Let me know if you have any questions.

[leore]

Hey Guys, Any update on this?

Is this related to http://docs.aws.amazon.com/AmazonS3/latest/dev/UsingClientSideEncryption.html

I see that the javascript library does not yet support Client Side Encryption

cc @robinjoseph08

[jeskew]

Hi @leore,

This PR isn't ready to be merged in at the moment, both because the last commit had some failing tests and because it doesn't seem possible to use it in a browser. I see that files over one megabyte are decrypted into a temp file, and I'm not sure what the performance characteristics of doing that through filesystem-browserify would be.

[leore]

What is the best way to do client side encryption through node?

[mallocator]

+1 Very much need this to decrypt data uploaded from a java client using symmetric client side encryption in my nodejs server.
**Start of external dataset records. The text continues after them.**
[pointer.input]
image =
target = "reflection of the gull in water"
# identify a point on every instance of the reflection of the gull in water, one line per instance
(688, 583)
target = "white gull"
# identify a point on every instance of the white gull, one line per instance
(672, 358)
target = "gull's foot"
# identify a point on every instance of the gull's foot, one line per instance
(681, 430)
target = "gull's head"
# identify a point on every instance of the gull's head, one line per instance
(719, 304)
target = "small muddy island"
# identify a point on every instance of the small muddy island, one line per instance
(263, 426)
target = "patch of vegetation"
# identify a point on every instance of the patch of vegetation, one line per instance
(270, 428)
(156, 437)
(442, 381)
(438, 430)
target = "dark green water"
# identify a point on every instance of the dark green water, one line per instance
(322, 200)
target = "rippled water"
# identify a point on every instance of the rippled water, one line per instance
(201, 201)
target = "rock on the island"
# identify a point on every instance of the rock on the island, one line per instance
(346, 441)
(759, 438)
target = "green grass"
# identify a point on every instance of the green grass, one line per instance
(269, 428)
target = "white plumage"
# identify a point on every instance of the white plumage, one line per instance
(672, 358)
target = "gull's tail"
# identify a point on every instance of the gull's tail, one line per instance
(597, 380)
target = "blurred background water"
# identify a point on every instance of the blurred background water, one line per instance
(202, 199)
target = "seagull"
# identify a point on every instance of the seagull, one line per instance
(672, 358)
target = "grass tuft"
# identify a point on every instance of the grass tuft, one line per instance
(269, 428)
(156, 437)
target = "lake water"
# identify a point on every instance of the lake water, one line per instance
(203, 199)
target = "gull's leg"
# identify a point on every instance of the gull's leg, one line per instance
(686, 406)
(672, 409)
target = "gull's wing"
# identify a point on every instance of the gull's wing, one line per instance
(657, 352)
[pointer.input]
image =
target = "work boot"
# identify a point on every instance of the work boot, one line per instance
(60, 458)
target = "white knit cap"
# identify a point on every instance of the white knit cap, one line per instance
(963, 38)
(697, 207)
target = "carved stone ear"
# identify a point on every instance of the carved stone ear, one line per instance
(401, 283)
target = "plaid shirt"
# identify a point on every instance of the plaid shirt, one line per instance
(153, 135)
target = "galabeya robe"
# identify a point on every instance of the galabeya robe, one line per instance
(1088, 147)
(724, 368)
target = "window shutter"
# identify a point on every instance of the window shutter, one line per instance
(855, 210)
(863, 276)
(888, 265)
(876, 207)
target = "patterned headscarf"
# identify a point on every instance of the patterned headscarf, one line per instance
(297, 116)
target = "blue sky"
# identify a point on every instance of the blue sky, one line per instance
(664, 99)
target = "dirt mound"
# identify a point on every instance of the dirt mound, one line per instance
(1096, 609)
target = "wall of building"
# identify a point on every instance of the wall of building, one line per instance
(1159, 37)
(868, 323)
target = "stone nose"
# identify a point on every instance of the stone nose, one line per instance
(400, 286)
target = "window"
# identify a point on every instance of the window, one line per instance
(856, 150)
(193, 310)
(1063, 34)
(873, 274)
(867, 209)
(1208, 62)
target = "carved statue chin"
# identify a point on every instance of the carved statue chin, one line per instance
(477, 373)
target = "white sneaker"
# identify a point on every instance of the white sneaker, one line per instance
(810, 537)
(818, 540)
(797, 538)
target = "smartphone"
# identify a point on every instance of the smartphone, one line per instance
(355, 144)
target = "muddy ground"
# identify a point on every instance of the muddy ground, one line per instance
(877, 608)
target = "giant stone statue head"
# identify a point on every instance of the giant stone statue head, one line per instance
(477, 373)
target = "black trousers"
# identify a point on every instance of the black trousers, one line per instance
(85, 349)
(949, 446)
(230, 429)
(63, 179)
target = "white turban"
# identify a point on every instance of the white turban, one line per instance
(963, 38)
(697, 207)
Only option I see right now is trying to reverse engineer whatever was done in Java.

[mallocator]

would be great to support buffers as key

[albertovasquez]

+1 This is a critical feature needed. If Amazon wanted to allow easy adoption they should have a technical solution, either blog on how to accomplish decrypting or include in sdk.

I'm using this PR and it is working perfectly. Thanks for making this available.

[tracend]

Thanks @andylibrian for pointing out that the decryption may fail sometimes on the finalize method.

According to the documentation:

Once the cipher.final() method has been called, the Cipher object can no longer be used to encrypt data. Attempts to call cipher.final() more than once will result in an error being thrown.

As suggested, I've wrapped it with a try catch to silent the error (temporarily). If anyone has a more proper solution, feel free to contribute.

[guerrerocarlos]

Alternatively, if you have 'being able to do ranged GET' among your requirements, stream-cipher can be used for client side encription (node.js).

[chrisradek]

Thanks for getting the conversation started. We have been investigating a separate encryption client where this functionality would better live.

[tracend]

Oh, I think I did more than just start the conversation, if you were willing to give me credit ;)

[tracend]

The code contributed as a pull request in 2015 is now available as a separate module:

https://github.com/makesites/aws-s3-encryption-client

[lock]

This thread has been automatically locked since there has not been any recent activity after it was closed. Please open a new issue for related bugs and link to relevant comments in this thread.